In cognitive-behavioral therapy, the emphasis is put mostly on trainer-to-client interaction. The trainer, at that, serves as a medium between the client and their stress self-assessment, helping the client to adequately evaluate their condition and guiding them to coping enhancement. Thus, one of the ways to educate clients to manage stress is getting them to acknowledge their condition and discuss – non-judgmentally – what actions they perform to cope on their own (Jaremko & Meichenbaum, 2013). Another way is to teach the client to recognize what triggers stress. Stress cues can come in a variety of forms, and the nurse’s task at that is to exemplify and demonstrate the ways these cues can be reconceptualized. Finally, the client should be able to sustain the skills they have acquired; at this stage, their learning style and needs have to be determined. Some of the clients might benefit from video clips and follow-up written tests while others thrive on computerized materials used at home post-discharge (Jaremko & Meichenbaum, 2013).
Cognitive-behavioral therapy would be effective, for instance, for clients with PTSD, especially in the early post-trauma stages. Patients experiencing stress after a vehicle accident trauma can be taught to acknowledge their stress. Next, the triggers can be identified and reconceptualized. At that, the patients replace the thoughts that might take them to re-experience the accident with less harmful thoughts. Finally, the clients have to be able to rehearse the coping skills and stress management tips they have learned. For that sake, they can be provided with materials by their learning style. The nurse could either take advantage of technology or provide the client with written materials such as articles or checklists for them to study and fill in.

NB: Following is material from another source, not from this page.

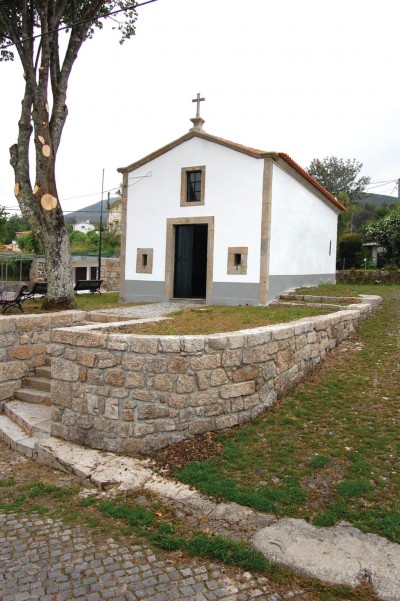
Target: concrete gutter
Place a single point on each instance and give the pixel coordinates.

The tools of client education are plentiful, providing nurse practitioners with the choice. On the other hand, the client’s situation must be assessed by the practitioner. The RN should make sure the patients understood the tasks and can perform them. Thus, to educate the clients effectively, the RN should consider their limitations, if any. For instance, a client with impaired vision would benefit from large print or detailed verbal instruction. After the limitations were assessed, the RN can choose the ways of client education. Through discussion, the client’s stress triggers can be identified. It helps identify the causes of stress, stimulates the client’s interest, and helps them assess the extent and reasons they are stressed.

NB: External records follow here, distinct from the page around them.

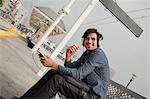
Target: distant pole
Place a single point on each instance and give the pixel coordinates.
(132, 78)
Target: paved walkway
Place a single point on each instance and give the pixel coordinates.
(17, 68)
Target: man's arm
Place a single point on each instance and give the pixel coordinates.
(84, 69)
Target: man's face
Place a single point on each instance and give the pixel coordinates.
(90, 42)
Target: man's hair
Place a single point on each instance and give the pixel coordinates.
(92, 30)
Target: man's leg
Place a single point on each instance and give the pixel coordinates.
(50, 87)
(40, 83)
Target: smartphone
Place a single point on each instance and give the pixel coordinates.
(41, 55)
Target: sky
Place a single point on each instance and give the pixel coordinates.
(127, 54)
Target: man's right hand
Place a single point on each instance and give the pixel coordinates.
(71, 50)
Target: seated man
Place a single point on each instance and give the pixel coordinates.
(90, 70)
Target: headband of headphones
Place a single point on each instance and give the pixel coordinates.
(93, 30)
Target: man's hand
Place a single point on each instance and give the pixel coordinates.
(71, 50)
(48, 62)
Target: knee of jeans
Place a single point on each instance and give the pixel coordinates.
(58, 78)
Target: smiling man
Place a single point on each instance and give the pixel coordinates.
(86, 78)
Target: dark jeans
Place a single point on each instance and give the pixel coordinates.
(51, 83)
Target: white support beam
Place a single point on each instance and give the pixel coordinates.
(79, 21)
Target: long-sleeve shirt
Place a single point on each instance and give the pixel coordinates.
(92, 68)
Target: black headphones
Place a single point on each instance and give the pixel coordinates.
(92, 30)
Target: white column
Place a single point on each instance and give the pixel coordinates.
(70, 33)
(63, 12)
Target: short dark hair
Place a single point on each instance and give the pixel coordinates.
(93, 30)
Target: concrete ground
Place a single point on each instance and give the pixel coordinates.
(17, 68)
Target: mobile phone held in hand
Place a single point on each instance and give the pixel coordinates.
(41, 55)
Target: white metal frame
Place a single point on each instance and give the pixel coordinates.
(82, 17)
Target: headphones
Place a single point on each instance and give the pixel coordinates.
(92, 30)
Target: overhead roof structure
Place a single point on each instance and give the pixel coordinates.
(42, 17)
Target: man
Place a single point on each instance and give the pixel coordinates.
(91, 70)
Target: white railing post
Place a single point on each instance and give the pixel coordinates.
(63, 12)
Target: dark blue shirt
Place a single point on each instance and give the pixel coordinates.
(92, 68)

The demonstration is another way to educate clients on coping. For example, the RN can provide a narrative or engage the client in a group discussion where the solutions are speculated on and evaluated collectively. Also, the RN should pay attention to the instructions upon discharge. Print materials concerning the diet and activity levels, the ways of relaxation, and replacing stressful thoughts are as necessary as some contact information on who to refer to in case of acute stress outbreak (Schutte, 2013). For instance, a population of students who are likely to be stressed could be assisted using these education techniques. The triggers, such as work overload, procrastination, and lagging can be singled out in discussions. A group discussion can help the students understand the ways others cope and project them on their situations. Finally, a friendly reminder of the clients’ tasks in coping should be availed to them when they are discharged to enhance their coping.
Jaremko, M., & Meichenbaum, D. (2013). Stress Reduction and Prevention. Berlin, Germany: Springer Science & Business Media.
Schutte, A. (2013). Patient Education and Management: Practices, Challenges and Outcomes. New York, NY: Nova Science Publishers.